Metallurgical Abstracts on Light Metals and Alloys vol. 58
The Effects of Pyridine Derivatives as Additives on Surface Brightness of Aluminum Films Electrodeposited from an AlCl3-EMIC-Toluene Bath: Correlation between Molecular Structure of Additives and Surface Brightness
Futoshi Matsumoto*, Masayuki Yanagi*, Hidenori Matsuzawa** and Mika Fukunishi*
* Department of Applied Chemistry, Kanagawa University
** Department of Applied Chemistry, Chiba Institute of Technology
[Published in Material Science and Technology of Japan, 61(2024), pp. 229-234]

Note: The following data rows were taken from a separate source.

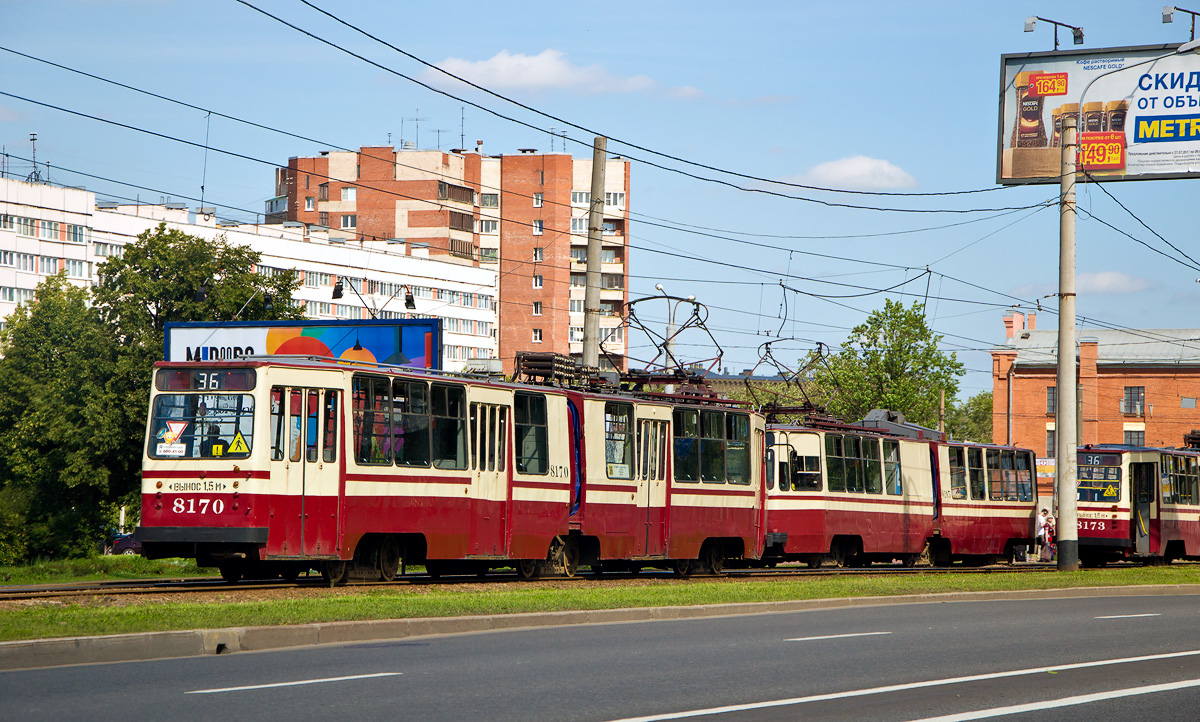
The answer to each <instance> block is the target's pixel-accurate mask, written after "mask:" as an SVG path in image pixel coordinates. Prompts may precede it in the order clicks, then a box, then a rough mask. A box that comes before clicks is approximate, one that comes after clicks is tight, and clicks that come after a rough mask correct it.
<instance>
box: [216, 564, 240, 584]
mask: <svg viewBox="0 0 1200 722" xmlns="http://www.w3.org/2000/svg"><path fill="white" fill-rule="evenodd" d="M217 568H218V570H221V578H222V579H224V580H226V583H227V584H236V583H238V582H240V580H241V578H242V576H245V573H246V567H245V565H242V564H241V560H229V561H222V562H221V566H218V567H217Z"/></svg>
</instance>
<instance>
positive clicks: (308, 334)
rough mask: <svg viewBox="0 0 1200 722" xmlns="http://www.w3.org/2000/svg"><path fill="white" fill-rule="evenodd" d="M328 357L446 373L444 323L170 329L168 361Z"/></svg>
mask: <svg viewBox="0 0 1200 722" xmlns="http://www.w3.org/2000/svg"><path fill="white" fill-rule="evenodd" d="M264 355H280V356H328V357H331V359H338V360H342V361H365V362H371V363H386V365H394V366H412V367H416V368H442V321H440V319H404V320H391V319H389V320H361V321H310V320H304V321H234V323H227V324H209V323H187V324H167V333H166V343H164V354H163V357H164V359H166V360H167V361H226V360H230V359H244V357H247V356H264Z"/></svg>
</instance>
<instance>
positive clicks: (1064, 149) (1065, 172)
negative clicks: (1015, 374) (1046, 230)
mask: <svg viewBox="0 0 1200 722" xmlns="http://www.w3.org/2000/svg"><path fill="white" fill-rule="evenodd" d="M1075 127H1076V119H1075V115H1073V114H1070V115H1068V114H1064V116H1063V119H1062V179H1061V183H1062V186H1061V187H1062V198H1061V200H1060V207H1058V381H1057V384H1058V405H1057V408H1056V409H1055V437H1056V440H1057V441H1058V443H1057V444H1056V445H1055V446H1056V447H1057V449H1056V451H1057V455H1058V457H1057V459H1056V461H1055V476H1056V479H1055V481H1056V485H1055V491H1056V493H1057V497H1058V528H1057V536H1058V571H1075V570H1078V568H1079V525H1078V516H1079V504H1078V500H1079V492H1078V491H1076V489H1078V481H1076V477H1078V469H1076V461H1078V459H1076V458H1075V453H1076V452H1075V439H1076V437H1078V428H1079V413H1078V409H1076V408H1075V396H1076V386H1078V384H1079V380H1078V375H1079V373H1078V372H1079V369H1078V368H1076V366H1075V152H1076V148H1078V143H1076V140H1075Z"/></svg>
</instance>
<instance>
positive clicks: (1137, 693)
mask: <svg viewBox="0 0 1200 722" xmlns="http://www.w3.org/2000/svg"><path fill="white" fill-rule="evenodd" d="M1188 687H1200V679H1189V680H1183V681H1180V682H1166V684H1163V685H1150V686H1146V687H1129V688H1127V690H1114V691H1111V692H1097V693H1094V694H1079V696H1076V697H1063V698H1062V699H1048V700H1045V702H1032V703H1030V704H1014V705H1012V706H996V708H991V709H990V710H977V711H973V712H962V714H960V715H944V716H942V717H925V718H924V720H914V721H913V722H966V721H967V720H986V718H988V717H1003V716H1006V715H1019V714H1021V712H1037V711H1040V710H1052V709H1057V708H1061V706H1074V705H1079V704H1090V703H1093V702H1104V700H1106V699H1120V698H1122V697H1134V696H1138V694H1153V693H1156V692H1171V691H1175V690H1187V688H1188Z"/></svg>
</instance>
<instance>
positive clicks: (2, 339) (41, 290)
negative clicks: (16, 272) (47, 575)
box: [0, 276, 132, 562]
mask: <svg viewBox="0 0 1200 722" xmlns="http://www.w3.org/2000/svg"><path fill="white" fill-rule="evenodd" d="M0 350H2V353H4V359H2V360H0V389H4V390H5V392H4V393H2V395H0V509H2V510H4V513H0V558H4V559H5V560H7V561H10V562H11V561H19V560H25V559H30V558H37V556H77V555H83V554H88V553H90V552H91V550H92V549H94V548H95V544H96V543H98V542H100V541H102V539H103V535H104V531H106V530H104V521H103V515H102V513H101V505H102V504H103V503H104V501H107V500H110V499H113V498H115V497H119V495H120V494H122V493H126V492H127V491H128V488H130V486H131V482H132V480H131V479H130V477H128V476H127V475H126V467H127V465H126V464H122V463H121V462H120V461H119V458H120V456H121V453H122V451H124V450H122V447H121V441H122V439H121V433H120V426H121V420H122V413H121V410H120V409H119V408H118V404H116V403H115V401H116V398H115V395H114V392H113V389H112V385H110V384H112V380H113V373H114V369H115V365H116V356H118V349H116V343H115V339H114V337H113V336H112V333H109V331H108V329H107V327H106V326H104V324H103V323H102V320H101V318H100V313H98V312H97V311H96V309H95V308H92V307H91V306H90V305H89V297H88V290H86V289H84V288H79V287H74V285H71V284H70V283H68V282H67V281H66V278H65V277H62V276H54V277H50V278H48V279H47V281H46V282H44V283H42V284H41V285H40V287H38V288H37V290H36V291H35V300H34V301H32V302H31V303H28V305H22V306H19V307H18V308H17V311H16V312H13V314H12V315H10V317H8V319H7V325H6V329H5V330H4V332H2V333H0Z"/></svg>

https://www.mssj.or.jp/zk/zk_backno/J61/no6/v61n6p229.pdf
E-mail: fmatsumoto[at]kanagawa-u.ac.jp
Key Words: Aluminum deposition, additive, ionic liquid, ab initio molecular orbital calculations
The effects of additives on the surface brightness of Al films electrodeposited on Cu substrates from AlCl3-ethyl-3-methylimidazolium chloride (EMIC)-toluene ionic liquid bath were investigated for pyridine derivatives as additives in which various functional groups were introduced. The surface brightness of the electrodeposited Al films was measured as the reflectance at 450 nm. For a given series of structural isomers, the steric hindrance effects of the functional groups introduced into pyridine rings on the surface brightness was observed, i.e., meta- and ortho-isomers gave smaller reflectance than para- isomers. It was found that the surface brightness of the deposited Al films can be, though roughly, related to the electron density of N atom of pyridine ring which was evaluated by ab initio molecular orbital calculations, i.e., the lower the electron density of the N atom, the higher the surface brightness. The results obtained suggested that the active center of the additives for adsorption to the electrode surface might be the N atom of the pyridine ring and that the additive with a lower electron density of N atom in pyridine ring adsorbs more strong on the electrode surface, which moderately hinders a growth of Al nuclei, resulting in very fine particles with sizes in the nanometer range and as a result the Al film with a higher surface brightness is obtained.